After verdict is written:
1. Update `MEMORY.md` session continuation with: TTFA numbers, VRAM on aarch64, verdict, which install branch worked
2. Update `docs/NEXT-SESSION-TTS-ALTERNATIVES.md` Voxtral entry: replace "unknown on aarch64" with actuals
3. If verdict = `swap_candidate` → create `docs/NEXT-SESSION-VOXTRAL-DEPLOY.md` for the deployment plan (adds `VoxtralBackend` to `tts_backends.py`, integrates into `start.sh`, updates `RESOURCE-REGISTRY.md`)
4. If verdict = `keep_chatterbox` → close out the thread; next TTS candidate from the 20-model survey becomes the next-session target

**Do NOT modify `MEMORY.md` during the benchmark run** — only after verdict. Keeps session-continuation entries aligned with measured reality.

---

## Post-implementation retrospective (Stage 9 of planning-with-review)

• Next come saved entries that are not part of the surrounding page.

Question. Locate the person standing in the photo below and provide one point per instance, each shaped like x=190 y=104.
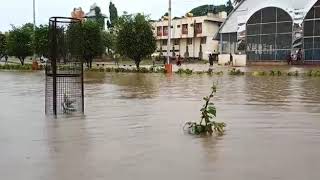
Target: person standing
x=299 y=56
x=211 y=59
x=6 y=58
x=231 y=60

After the benchmark completes, tag each review finding in `MEMORY.md` or a session-note:

| Finding | Source | Verdict (HIT/MISS/PARTIAL/N/A) | Notes |
|---|---|---|---|
| F1 GPU latency degradation | Arch/Code CRIT-1 | TBD | Did Gemma actually slow during BENCHING? |
| F5 TTFA semantics mismatch | Arch CRIT-3 | TBD | Did the benchmark actually need branch-tagged metrics? |
| F11 VTT format heuristic | Arch MED-1 | TBD | Did the file use `<v>` or `- ` or neither? |
| (all others...) | | | |

If a finding category consistently returns MISS → note for future reviewers. If same gotcha HITs 3+ times → promote to `CLAUDE.md` or root-level feedback memory.